A Flame-type magical girl who wished to possess enough courage to confess to the boy she fell in love with. She is always in search of rookie Puella Magi to defend, and takes upon a big-sister like role to other warriors of her kind. When she reaches maximum despair, she can summon the Doppel Elfriede.
- Kaede Akino (秋野かえで, Akino Kaede)

A Forest-type magical girl who wished to stop the development of a building, as it would ruin her precious garden. In exchange for her wish, she was granted powers related to plants and wildlife. When she reaches maximum despair, she can summon the Doppel Zola.
- Rena Minami (水波レナ, Minami Rena)

An Aqua-type vitriolic girl who hides her insecurity behind a triumphant façade. Constantly picking fights with her friends, she wished to transform into another person. When she reaches maximum despair, she can summon the Doppel Cendrillon.
- Kuroe (黒江, Kuroe)

A magical girl who appears in the anime version of Magia Record.

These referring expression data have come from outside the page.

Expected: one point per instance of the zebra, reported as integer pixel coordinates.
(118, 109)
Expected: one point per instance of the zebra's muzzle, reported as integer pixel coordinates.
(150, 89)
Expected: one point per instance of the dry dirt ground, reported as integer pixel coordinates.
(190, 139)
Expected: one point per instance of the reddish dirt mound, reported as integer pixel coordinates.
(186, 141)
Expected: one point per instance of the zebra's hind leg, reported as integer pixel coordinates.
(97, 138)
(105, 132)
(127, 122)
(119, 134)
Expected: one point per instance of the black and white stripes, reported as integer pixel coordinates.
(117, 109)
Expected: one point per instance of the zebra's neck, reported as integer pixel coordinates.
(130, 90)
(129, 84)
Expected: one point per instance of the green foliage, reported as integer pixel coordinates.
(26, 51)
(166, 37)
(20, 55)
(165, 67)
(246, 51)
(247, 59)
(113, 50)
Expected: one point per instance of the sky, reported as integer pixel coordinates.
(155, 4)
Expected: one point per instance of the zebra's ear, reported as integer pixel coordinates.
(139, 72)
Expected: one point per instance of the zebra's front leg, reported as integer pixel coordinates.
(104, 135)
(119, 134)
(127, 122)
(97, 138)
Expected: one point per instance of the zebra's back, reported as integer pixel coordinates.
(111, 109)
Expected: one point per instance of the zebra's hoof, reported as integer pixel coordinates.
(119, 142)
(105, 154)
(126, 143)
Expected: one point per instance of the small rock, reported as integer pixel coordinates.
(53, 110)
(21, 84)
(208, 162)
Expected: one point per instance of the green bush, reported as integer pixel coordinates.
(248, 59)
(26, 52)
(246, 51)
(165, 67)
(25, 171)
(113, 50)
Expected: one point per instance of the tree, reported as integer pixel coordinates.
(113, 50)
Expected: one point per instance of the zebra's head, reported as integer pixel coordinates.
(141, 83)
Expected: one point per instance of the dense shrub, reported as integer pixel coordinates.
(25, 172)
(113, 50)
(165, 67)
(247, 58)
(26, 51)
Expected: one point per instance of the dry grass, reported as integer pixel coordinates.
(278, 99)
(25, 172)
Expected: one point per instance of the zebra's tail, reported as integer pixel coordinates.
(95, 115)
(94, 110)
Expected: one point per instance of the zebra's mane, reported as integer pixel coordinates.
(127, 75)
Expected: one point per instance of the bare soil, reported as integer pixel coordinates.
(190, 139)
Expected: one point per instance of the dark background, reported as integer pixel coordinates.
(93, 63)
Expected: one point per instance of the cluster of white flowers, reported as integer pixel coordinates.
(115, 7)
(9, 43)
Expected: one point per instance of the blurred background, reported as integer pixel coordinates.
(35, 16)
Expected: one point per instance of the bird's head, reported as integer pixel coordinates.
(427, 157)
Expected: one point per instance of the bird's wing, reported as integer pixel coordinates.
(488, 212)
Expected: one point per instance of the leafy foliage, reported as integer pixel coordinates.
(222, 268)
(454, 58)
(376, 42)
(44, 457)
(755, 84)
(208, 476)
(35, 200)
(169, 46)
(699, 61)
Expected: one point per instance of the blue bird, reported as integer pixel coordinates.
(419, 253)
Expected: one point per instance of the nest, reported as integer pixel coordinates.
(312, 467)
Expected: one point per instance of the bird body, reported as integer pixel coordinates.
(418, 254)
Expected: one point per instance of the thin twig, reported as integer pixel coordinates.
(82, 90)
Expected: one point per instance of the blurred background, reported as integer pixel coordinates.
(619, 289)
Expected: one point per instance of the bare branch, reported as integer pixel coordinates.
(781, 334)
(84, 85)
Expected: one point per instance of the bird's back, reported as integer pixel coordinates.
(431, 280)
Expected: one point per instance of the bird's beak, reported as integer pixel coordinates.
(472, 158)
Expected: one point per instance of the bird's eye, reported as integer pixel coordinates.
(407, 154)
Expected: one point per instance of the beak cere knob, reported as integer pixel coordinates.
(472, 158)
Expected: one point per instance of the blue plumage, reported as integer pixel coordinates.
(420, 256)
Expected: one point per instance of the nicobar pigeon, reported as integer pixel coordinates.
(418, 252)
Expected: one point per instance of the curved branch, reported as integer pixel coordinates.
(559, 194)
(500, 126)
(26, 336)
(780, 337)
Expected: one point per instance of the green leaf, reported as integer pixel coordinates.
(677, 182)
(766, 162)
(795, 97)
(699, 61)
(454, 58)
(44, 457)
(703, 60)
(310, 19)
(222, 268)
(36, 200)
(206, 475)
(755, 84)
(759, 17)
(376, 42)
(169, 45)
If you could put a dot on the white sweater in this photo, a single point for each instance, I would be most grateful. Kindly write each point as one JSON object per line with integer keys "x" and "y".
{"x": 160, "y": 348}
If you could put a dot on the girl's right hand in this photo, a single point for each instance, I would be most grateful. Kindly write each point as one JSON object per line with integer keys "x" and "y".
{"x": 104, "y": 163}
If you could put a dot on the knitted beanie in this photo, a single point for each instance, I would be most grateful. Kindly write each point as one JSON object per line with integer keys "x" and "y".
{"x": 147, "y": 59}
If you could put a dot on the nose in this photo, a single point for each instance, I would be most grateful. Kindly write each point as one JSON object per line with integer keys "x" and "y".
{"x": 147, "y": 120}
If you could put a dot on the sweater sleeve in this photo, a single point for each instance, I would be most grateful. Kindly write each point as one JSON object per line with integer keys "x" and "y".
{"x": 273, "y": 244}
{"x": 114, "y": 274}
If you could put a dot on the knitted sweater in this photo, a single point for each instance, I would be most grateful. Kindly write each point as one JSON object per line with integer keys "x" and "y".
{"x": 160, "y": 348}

==Magia Exedra characters==
- Name (ナマエ, Name)

A "former magical girl" who lost her memories, including her appearance, before reaching the Lighthouse. She now helps A-Q in collecting Memsparks in order to regain what she's lost.
- A-Q (???, A-Q)

An incubator who is the keeper of the Lighthouse. Despite resembling Kyubey, they don't like to be compared to him, saying they look nothing alike.
- Nighthawk (ヨダカ, Yodaka)

A long-time resident in the Lighthouse who collects junk from around the place and sells them. They also serve as the game's shopkeeper.

===Cresent Memoria===
- Fuka Higure (日暮ふうか, Higure Fuka)

- Sumire Yoake (夜明すみれ, Yoake Sumire)

==Other characters==
- Pia Undo (雲土 ぴあ, Undo Pia)
A character exclusive to the Puella Magi Madoka Magica crossover with the Japanese mobile game Divine Gate. She is the Madoka universe version of Divine Gates original character "Wind Pier" (ウィンドピア, Uindopia).
Pia is a pathologically shy girl who, as Wind Pier, in particular is anxious about people seeing her face, often hiding it or covering it with a mask. She would suffer panic attacks, and thus carried around a canister of oxygen. During the crossover story, Pia walks into the Madoka universe via a gate and becomes friends with the main Madoka girls. After learning that they are trapped in a fake world, Pia makes a wish with Kyubey to destroy the fake world, gaining wind-elemental powers and a rapier as her weapon. After the destruction of the fake world, Pia returns to her own world.